Her conclusions were conveyed to Jeremy Hunt in September 2013 (and co-signed by John Britton). She was adamant that recreational use of nicotine was just an industry myth and that vapers used e-cigs for the same reasons as NRT marketed by her friends in the pharmaceutical industry (as with all these images, click to expand).

What's more, there would be no problem with medicines regulation for vaping suppliers because they were earning loads of money, so they were. It was easy peasy!

Regulation won't undermine growth? But will simultaneously entrench existing players? That's some weapons grade goalpost-moving right there isn't it?

But even if it wasn't easy peasy, Arnott wasn't too bothered about medicines regulation putting small companies out of business anyway. In shades of the FDA deeming regulations across the pond, the letter from Arnott and Britton appeared to say "well Big Tobacco will buy these companies anyway in time, so why not just hand them the industry now?".

In correspondence shared with Andrew Black in December 2013, Arnott went even further in her desperate drive to get e-cigs included in the TPD as medicinal products. Writing presumably to the Labour Party or a shadow cabinet researcher (redacted), she exhorted them to support medicines regulation in the TPD and sharpish. Because, you see, without really taking any consumer views into account, Arnott had concluded that where vaping is concerned, making e-cigs available only as drab smoking cessation aids via stifling medical regulations was the "best use for them".

The urgency just leaps off the page, doesn't it? A "priority" to push the TPD through by 22 May 2014 no matter what damaging shit is in it. If that was the approach of ASH - with their open line to government - is it any wonder why Health Minister Anna Soubry, flanked by Arnott's best pal Andrew Black and no doubt accompanied by him in Europe, panicked and voted for something she knew nothing about; arrogantly bypassing parliamentary scrutiny in the process.

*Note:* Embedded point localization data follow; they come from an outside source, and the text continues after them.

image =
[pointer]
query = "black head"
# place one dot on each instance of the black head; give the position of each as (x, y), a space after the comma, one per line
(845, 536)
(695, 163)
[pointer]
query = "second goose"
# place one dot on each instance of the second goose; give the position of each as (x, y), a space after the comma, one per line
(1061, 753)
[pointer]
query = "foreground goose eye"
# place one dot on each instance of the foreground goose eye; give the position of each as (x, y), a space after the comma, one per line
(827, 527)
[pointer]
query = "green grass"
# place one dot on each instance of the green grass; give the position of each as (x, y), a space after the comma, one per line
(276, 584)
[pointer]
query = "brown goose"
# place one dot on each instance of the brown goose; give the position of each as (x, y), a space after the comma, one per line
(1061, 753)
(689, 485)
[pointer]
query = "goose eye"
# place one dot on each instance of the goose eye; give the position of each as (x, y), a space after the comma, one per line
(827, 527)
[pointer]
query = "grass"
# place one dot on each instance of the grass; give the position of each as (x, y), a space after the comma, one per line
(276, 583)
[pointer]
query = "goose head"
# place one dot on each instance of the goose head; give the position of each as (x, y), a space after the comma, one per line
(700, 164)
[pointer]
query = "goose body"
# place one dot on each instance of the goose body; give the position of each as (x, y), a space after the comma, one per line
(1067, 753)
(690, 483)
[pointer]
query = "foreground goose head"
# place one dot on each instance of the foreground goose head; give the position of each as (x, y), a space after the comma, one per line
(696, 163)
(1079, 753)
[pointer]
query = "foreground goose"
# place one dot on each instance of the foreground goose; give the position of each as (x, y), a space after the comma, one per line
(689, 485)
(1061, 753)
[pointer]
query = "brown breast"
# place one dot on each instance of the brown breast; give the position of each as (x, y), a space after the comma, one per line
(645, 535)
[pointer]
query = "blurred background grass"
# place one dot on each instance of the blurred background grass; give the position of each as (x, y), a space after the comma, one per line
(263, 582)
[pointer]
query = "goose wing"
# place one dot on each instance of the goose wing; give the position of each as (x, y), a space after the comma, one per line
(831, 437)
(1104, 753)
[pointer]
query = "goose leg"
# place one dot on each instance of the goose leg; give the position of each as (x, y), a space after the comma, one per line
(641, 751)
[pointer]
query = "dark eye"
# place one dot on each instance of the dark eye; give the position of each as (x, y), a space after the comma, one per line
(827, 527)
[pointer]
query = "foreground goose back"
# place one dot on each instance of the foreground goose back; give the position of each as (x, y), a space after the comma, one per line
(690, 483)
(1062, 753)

The rest is history. No doubt pressured by ASH and other rancid organisations in Europe behind the scenes, the public and the EU Parliament was ignored and the TPD that is now causing havoc in the UK and beyond was formulated in secret and therefore, to no-one's surprise, delivered in February 2014.

With that background in mind, is it any wonder that ASH are now trying to pretend that the TPD isn't really that bad for vapers? They are responsible for the TPD Article 20 and have been since the first time someone rang them up and said "have you seen these odd plastic things that I've heard are being hawked in pubs?" from 2004 onwards.

Corrupt? I'll leave that up to you to decide.

There's tons of this stuff you know, anyone up for more?